There's no subtlety to Cyanogen's ambitions. CEO Kirt McMaster makes a habit of fiery rhetoric, recently proclaiming his operating system is "putting a bullet through Google's head."
There's more details to the assassination plot now, with Cyanogen announcing a partnership with Miami-based Blu to launch a phone later this year without any Google services whatsoever.
Yes, that means no Gmail, Chrome, Google Search, or Play Store. The details aren't final, but McMaster tells Forbes the plan is to ship the phone with alternatives like the Opera web browser, Amazon Appstore, Nokia's Here maps and Spotify for music.
The company also plans to build its own app store, though there isn't yet a clear path to how its scheme will churn out enough revenue to sustain the company. Cyanogen does have some big-name backers in Twitter, Qualcomm, and mogul Rupert Murdoch, part of a recent $80 million fundraising round.
But while modders and open source advocates may be enamored with the plan, it's unclear how much mainstream appeal a truly Google-free device will have. Android may not be as open as it once was, but there are plenty of custom themes and stock app alternatives available to suit your fancy.

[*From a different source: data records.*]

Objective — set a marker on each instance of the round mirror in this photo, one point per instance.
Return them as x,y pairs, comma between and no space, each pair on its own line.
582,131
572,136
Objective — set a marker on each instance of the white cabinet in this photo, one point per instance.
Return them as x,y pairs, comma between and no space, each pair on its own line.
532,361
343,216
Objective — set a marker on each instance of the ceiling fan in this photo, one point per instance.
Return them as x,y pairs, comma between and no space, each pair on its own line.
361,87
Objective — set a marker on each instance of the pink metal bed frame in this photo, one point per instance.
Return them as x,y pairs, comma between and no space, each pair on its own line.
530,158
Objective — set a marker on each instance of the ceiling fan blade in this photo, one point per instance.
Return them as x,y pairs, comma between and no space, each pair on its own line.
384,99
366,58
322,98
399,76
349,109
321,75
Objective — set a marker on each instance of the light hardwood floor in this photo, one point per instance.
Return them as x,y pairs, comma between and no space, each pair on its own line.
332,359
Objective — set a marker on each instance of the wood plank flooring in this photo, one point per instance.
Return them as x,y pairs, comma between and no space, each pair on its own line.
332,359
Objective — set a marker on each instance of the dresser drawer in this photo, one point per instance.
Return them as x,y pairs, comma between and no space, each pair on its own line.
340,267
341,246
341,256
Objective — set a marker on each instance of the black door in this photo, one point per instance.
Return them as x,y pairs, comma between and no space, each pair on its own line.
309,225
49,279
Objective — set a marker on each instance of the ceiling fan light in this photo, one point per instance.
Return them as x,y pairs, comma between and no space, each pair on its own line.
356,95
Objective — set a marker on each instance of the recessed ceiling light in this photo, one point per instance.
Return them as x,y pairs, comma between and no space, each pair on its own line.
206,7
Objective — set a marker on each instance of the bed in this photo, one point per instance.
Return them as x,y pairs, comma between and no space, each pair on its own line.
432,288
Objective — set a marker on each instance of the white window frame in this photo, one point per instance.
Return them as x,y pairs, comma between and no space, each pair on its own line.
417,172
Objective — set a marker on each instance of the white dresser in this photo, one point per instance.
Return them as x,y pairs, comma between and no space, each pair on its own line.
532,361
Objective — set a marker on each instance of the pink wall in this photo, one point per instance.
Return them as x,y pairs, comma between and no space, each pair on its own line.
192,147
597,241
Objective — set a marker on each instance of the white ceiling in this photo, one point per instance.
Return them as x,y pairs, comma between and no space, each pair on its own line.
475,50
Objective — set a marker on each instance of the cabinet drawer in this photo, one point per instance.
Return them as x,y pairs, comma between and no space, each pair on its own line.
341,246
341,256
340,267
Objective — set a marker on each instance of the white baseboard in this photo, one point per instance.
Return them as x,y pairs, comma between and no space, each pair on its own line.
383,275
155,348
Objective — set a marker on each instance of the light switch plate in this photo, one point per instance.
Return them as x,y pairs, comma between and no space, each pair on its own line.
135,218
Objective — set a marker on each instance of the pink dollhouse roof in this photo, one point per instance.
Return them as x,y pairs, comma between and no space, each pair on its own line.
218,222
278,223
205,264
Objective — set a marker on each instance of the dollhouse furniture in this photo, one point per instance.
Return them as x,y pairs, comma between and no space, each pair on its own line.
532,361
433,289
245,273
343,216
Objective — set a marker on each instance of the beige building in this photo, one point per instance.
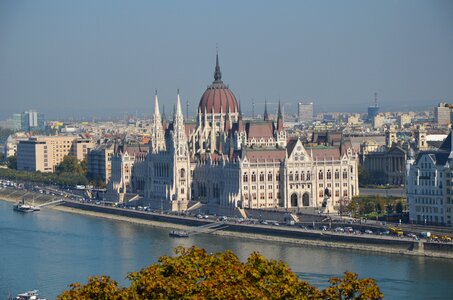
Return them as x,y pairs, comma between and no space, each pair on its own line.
44,153
404,119
378,121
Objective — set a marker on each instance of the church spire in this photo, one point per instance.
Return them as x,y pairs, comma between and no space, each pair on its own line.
156,105
217,73
279,117
266,116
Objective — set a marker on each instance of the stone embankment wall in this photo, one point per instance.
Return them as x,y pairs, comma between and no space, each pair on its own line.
290,234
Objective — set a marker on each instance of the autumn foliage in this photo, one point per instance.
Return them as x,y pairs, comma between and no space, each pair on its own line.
195,274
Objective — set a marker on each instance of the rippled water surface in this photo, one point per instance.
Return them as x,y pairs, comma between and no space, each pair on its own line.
50,249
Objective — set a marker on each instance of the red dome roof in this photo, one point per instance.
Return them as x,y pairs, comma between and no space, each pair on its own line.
218,95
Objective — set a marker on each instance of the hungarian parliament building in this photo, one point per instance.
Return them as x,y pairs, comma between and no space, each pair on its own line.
223,160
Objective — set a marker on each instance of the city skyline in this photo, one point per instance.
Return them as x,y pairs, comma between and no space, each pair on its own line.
86,61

The story behind the story: Cyanogen first began as one of many Android modifications—an alternate version of the operating system for tinkerers to play with on their devices. But after Cyanogen was bundled on the OnePlus One the company's ambitions haven't slowed down, culminating in its vision for a separate and Google-free operating system. Sales numbers, instead of rhetoric, will determine how much traction there really is for another mobile operating system.